Worryingly, researchers in reputable sports science journals are now expressing fears that, faced with the high cost of synthetic growth hormone and a Europe-wide ban on growth hormone extracted from human bodies (the usual source until 1985), some athletes are obtaining growth hormone extracted from human cadavers outside Europe. There is a risk of CJD. If those using the hormone have surgery, hospitals should know so they can take safety measures. But they don’t, which puts at risk other patients treated with the same instruments.

The truth is that if you don’t smoke, if you exercise regularly and eat a low-fat diet of foods with a low glycaemic index, the chances are good that you will sail your way into your seventies and eighties with clear brains and good muscles. You don’t need hormones to pump new life into you.

Vivienne Parry is the author of The Truth About Hormones (Atlantic Books, £9.99).

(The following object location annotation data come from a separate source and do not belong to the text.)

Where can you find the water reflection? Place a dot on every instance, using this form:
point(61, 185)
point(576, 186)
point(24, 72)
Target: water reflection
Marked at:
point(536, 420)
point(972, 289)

She will be speaking on this subject on June 8 at the Cheltenham Science Festival (01242 227979), June 8-12.

Contact the Pituitary Foundation on 0845 4500375; www.pituitary.org.uk

Hormone type

Testosterone Transplantation of animal testicles made a fortune in the 1920s for many, including John Romulus Brinkley, a US doctor who implanted goat testicles into thousands of willing men. Yet the evidence that testosterone is not associated with long life is all around us. Women live on average ten years longer than men, with testosterone-deprived eunuchs not far behind.

DHEA (the male hormone dehydroepiandrosterone)It too, falls with age, with the steepest decline in people’s middle years. When levels of DHEA were shown to be linked to lifespan, the internet DHEA goldrush began. But there is zero evidence that the hormone restores strength and vigour.